Rob Soltan, a friend of the site, caught the free Lupe Fiasco show downtown Chicago as part of the Zune Release Parties across the country yesterday. He wrote in to tell me how it went…
My girlfriend Jill and I had taken the day off to recover from a wedding the night before. Looking through metromix.com we tried to find some sort of fun event that we could take advantage of during the day. To our surprise (and delight) we learned of the free Lupe Fiasco show taking place in front of the NBC building on Michigan Avenue. After picking up a peppermint cocoa at that coffee place with the green mermaid logo, we walked down to a crowd of high school students, suits, tourists, and music fans in the know that were all braving the cold for a free Lupe performance. There were probably about 200-300 people total, many holding Food & Liquor promotional posters and digital cameras. A stage was setup in the middle of the plaza connected to a makeshift dj booth. There were four towers, one at each corner of the stage that had a high beamed intelligent light. At 4:45 the lights changed from gold to purple, the DJ started the opening chords of a dramatic string section and Lupe, joined by Bishop G, made it to the stage bundled in black hooded sweatshirts, gloves, and lupe’s signature sunglasses.

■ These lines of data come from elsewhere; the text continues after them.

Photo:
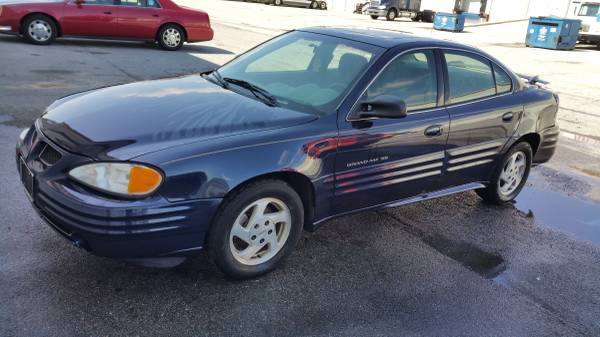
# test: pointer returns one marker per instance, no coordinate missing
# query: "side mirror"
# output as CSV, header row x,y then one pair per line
x,y
383,106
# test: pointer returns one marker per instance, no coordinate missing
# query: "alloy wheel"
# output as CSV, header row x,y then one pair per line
x,y
512,173
39,30
260,231
172,37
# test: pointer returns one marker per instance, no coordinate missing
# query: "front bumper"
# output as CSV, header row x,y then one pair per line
x,y
150,227
376,11
589,38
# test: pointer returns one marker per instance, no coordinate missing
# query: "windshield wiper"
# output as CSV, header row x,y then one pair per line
x,y
257,91
217,78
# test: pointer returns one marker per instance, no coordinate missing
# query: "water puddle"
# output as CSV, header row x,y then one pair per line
x,y
486,264
578,217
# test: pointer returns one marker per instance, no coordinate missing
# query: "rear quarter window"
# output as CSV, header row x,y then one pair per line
x,y
503,81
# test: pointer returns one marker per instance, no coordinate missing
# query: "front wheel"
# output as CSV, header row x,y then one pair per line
x,y
510,176
39,29
255,229
391,15
171,37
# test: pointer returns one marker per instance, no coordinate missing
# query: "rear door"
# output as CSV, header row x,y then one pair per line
x,y
95,18
381,160
484,114
139,19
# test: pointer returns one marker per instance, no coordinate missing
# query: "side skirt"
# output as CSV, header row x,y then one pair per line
x,y
406,201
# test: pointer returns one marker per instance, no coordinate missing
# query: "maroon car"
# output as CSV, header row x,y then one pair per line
x,y
162,21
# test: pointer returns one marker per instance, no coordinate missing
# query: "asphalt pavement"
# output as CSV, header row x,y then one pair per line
x,y
447,267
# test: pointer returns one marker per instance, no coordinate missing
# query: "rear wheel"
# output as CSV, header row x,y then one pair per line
x,y
171,37
39,29
391,15
256,228
510,176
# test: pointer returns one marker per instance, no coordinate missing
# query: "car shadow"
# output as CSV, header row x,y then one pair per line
x,y
82,42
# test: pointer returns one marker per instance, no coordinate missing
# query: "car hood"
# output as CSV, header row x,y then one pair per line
x,y
126,121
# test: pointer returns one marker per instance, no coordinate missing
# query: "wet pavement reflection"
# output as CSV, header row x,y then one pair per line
x,y
575,216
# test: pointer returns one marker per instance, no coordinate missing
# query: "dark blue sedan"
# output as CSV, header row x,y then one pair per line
x,y
313,124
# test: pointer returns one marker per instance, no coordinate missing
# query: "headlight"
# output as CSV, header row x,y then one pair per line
x,y
118,178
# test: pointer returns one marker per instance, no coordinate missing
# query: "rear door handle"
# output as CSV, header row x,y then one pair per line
x,y
434,130
507,117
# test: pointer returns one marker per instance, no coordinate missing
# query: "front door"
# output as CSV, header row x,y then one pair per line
x,y
95,18
139,19
381,160
484,114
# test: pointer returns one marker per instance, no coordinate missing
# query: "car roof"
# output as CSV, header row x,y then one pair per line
x,y
382,37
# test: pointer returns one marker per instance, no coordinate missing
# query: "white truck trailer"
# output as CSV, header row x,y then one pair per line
x,y
416,10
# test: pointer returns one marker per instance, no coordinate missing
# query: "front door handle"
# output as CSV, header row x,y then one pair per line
x,y
434,130
507,117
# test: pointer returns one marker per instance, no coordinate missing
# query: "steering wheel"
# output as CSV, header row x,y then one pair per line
x,y
335,86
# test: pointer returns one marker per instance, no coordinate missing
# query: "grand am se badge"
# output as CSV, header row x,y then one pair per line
x,y
367,161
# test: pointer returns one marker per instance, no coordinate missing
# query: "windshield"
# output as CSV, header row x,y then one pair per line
x,y
589,10
304,71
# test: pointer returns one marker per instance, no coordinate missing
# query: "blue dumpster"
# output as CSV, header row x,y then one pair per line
x,y
450,22
552,33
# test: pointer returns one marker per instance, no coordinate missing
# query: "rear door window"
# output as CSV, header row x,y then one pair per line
x,y
411,77
470,77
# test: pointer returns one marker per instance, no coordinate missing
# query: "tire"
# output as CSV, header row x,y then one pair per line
x,y
499,193
228,250
39,29
391,15
170,37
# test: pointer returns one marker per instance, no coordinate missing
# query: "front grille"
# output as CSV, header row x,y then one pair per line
x,y
48,155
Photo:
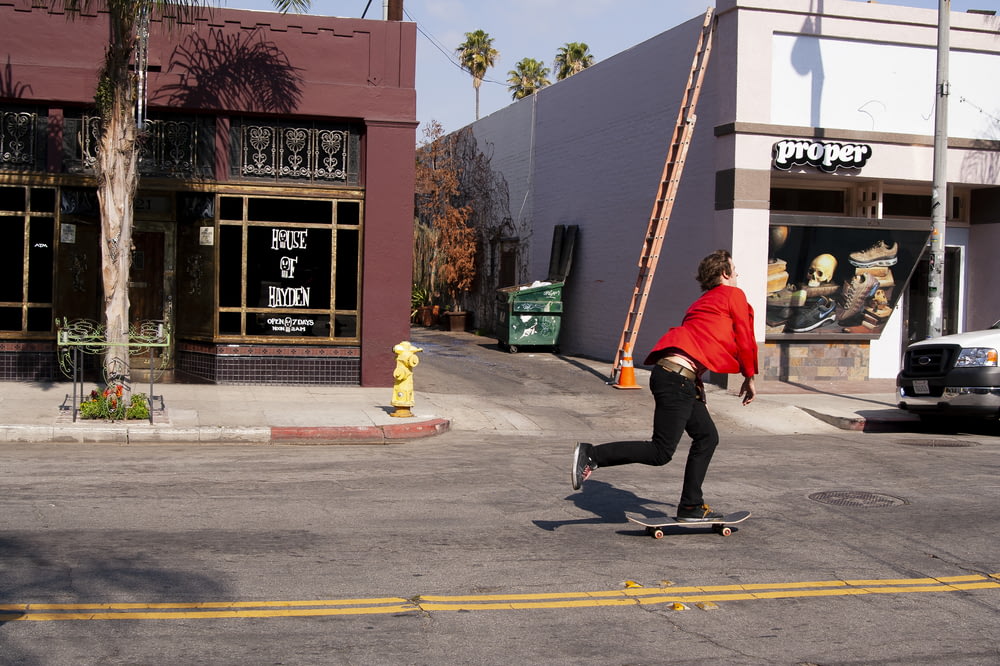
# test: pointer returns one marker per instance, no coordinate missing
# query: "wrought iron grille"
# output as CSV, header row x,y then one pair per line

Lupe started the show off with “Touch the Sky,” which he sings the third verse on Kanye West’s album Late Registration. This really got the crowd moving. Lupe followed with a crowd participatory “I Gotcha” which flowed nicely into “Kick Push.” His fourth song was “Daydreamin’,” a great track off his current album that features Jill Scott on vocals. At this point, while the show was really fun, and the sound was awesome (the sidewalk was shaking from all of the bass!) we decided to head home as he was starting up “He Say She Say.” I’m pretty sure he also played “Sunshine” somewhere in there. It was a really good show. Very entertaining for the price, and well worth the cold weather for all of the warmth and love they showed to their hometown crowd.